Reclamo en Don Orione



Edición Impresa » 01/06/2026 01/06/2026

Vecinos del barrio Don Orione denuncian una situación que ya no admite más demoras. Desde hace mucho tiempo conviven a diario con calles en mal estado, pozos peligrosos y barro constante que dificulta la circulación y afecta directamente su calidad de vida.

Vecinos del barrio Don Orione denuncian una situación que ya no admite más demoras. Desde hace mucho tiempo conviven a diario con calles en mal estado, pozos peligrosos y barro constante que dificulta la circulación y afecta directamente su calidad de vida.
Según indicaron a Mi Ciudad, el reclamo N° 2911766, iniciado hace ya medio año, sigue sin resolverse. A pesar de los reiterados llamados, las respuestas son siempre las mismas: se repite el número de reclamo sin brindar soluciones concretas.

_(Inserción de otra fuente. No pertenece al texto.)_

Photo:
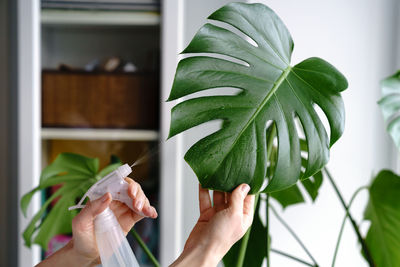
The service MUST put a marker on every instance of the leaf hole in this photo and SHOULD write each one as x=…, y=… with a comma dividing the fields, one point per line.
x=236, y=31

Esto no solo genera frustración, sino también una profunda sensación de abandono por parte de las autoridades responsables.

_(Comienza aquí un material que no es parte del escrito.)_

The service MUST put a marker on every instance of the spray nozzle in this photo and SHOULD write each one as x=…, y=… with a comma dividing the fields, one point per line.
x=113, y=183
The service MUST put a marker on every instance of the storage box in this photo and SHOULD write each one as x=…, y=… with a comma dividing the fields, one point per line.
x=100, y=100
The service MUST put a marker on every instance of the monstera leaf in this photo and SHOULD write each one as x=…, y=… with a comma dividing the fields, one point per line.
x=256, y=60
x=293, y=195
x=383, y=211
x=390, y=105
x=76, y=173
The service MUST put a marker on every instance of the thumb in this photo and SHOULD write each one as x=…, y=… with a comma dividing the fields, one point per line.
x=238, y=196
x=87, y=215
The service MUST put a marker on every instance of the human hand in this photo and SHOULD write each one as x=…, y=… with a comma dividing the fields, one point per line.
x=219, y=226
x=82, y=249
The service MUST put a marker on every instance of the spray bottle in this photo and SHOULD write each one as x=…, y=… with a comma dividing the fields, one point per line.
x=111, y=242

En este contexto, se suma el reclamo 3000555, correspondiente a una vecina que vive justo frente a uno de los pozos más críticos, ubicado en la calle León XIII, entre Perón y Antártida. Su caso refleja con claridad la gravedad del problema: no se trata solo de una incomodidad, sino de una dificultad diaria para transitar, ingresar a su vivienda e incluso recibir servicios básicos como ambulancias, remises o recolección de residuos.
Solo hay un pedazo de asfalto justo donde se encuentra la EES N° 4, en León XIII y San José.
«Cuando llueve no podemos salir, esto es un barrial. Ya hicimos reclamos, fotos, llamados… y nadie viene», señalan los vecinos.
Los días de lluvia el barro se vuelve protagonista, imposibilitando el paso de peatones y vehículos, generando riesgos de caídas, accidentes y afectando la rutina de familias enteras, incluidos niños y adultos mayores.
A esta problemática se suma otro factor que los vecinos consideran clave: la circulación constante de camiones de gran porte debido a la presencia de fábricas importantes en la zona. Según relatan, el tránsito pesado agrava notablemente el estado de las calles, generando nuevos pozos y profundizando los ya existentes.
Frente a esta situación, en reiteradas ocasiones las propias empresas o mediante gestiones ante el municipio, se ha intentado una solución provisoria cubriendo los pozos con escombros. Los vecinos advierten sobre un riesgo aún mayor: muchas de esas piedras quedan de forma puntiaguda y, cuando llueve, quedan ocultas bajo el agua. Esto provoca que los conductores no puedan verlas, generando roturas en los vehículos, ruedas pinchadas e incluso autos que quedan atascados en medio de la calle.
«No es solo barro, es peligroso. Hay autos que se rompen, gente que no puede salir, y nadie da una solución definitiva», expresan con preocupación.
El cansancio es evidente. La paciencia se agota. Y la pregunta sigue siendo la misma: ¿cuánto más deben esperar para que se garantice algo tan esencial como poder vivir dignamente?